THE LEFT-FIELD OPTIONS
Selectors George Bailey, Tony Dodemaide and Andrew McDonald have a way of thinking outside the box. As such, there’s a possibility Australia won’t be looking for an opener at all.
An option with some merit is having dashing left-hander Travis Head promoted to open the batting, and finding a replacement at No.5 instead. Head is a similar batter to Warner with both being aggressive left-handers who like to put the pressure back on the bowler early. Like Warner, he’s struggled away from home, but he was named player-of-the-Ashes last summer for his 357 runs at 59.50. He doesn’t open the batting for South Australia, but has done so 15 times for Australia in ODI cricket with great success. That will become 16 on Thursday.

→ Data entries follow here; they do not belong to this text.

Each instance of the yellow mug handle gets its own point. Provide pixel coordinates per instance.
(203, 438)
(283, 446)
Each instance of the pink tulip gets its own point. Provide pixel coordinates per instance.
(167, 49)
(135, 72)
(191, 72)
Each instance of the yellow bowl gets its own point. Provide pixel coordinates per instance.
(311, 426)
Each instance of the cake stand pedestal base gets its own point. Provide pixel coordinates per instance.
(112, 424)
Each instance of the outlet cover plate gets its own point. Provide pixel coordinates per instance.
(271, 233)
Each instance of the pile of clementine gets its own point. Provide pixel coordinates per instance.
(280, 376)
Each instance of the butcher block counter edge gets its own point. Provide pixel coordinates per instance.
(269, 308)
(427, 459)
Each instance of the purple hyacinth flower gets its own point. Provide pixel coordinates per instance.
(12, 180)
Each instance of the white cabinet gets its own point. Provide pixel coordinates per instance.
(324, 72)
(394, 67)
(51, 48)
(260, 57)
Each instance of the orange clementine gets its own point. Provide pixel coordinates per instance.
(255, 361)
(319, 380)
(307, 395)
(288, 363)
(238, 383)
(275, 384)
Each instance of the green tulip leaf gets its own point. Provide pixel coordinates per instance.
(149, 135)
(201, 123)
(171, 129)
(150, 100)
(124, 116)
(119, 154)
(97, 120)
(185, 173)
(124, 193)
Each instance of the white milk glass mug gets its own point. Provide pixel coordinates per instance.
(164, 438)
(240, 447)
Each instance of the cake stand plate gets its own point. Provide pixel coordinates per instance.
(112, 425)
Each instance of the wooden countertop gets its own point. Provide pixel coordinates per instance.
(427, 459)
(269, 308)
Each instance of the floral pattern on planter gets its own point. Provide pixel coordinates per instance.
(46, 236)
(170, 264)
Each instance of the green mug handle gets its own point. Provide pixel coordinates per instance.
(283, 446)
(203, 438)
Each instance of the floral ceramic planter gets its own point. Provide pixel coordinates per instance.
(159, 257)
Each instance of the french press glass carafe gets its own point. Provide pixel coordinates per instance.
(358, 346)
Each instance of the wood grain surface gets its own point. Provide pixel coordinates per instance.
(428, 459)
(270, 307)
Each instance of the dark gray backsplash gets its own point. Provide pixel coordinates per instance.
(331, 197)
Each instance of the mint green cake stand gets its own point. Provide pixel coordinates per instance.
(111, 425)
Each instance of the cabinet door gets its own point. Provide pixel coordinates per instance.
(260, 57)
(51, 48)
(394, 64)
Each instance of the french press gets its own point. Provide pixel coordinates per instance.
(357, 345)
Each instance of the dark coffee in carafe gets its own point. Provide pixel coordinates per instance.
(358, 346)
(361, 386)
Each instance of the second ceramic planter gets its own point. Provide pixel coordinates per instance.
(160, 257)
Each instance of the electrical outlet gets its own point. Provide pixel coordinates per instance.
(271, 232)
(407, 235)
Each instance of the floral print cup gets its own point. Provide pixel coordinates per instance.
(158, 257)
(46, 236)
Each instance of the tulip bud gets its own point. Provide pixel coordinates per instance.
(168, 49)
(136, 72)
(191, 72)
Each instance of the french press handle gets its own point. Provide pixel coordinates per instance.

If there was a spot to fill at No.5, it opens things up to a new wave of contenders. Last year’s topscorer in the Shield, Peter Handscomb is one. He made 697 runs at 49.78 and is off with a bang this season, too, with 544 runs at 108.8.
Renshaw could also be an option at No.5 having batted there previously for both state and country. Then there’s Kurtis Patterson, whose two Test innings includes an unbeaten 114 batting at No.6. The 29-year-old is averaging 53.80 this season and feels deserving of another crack if an opportunity was to arise.
And don’t forget Mitch Marsh. He hasn’t played red ball cricket in almost a year but, at 31-years-old, he feels like he’s better prepared than ever to play Test cricket again.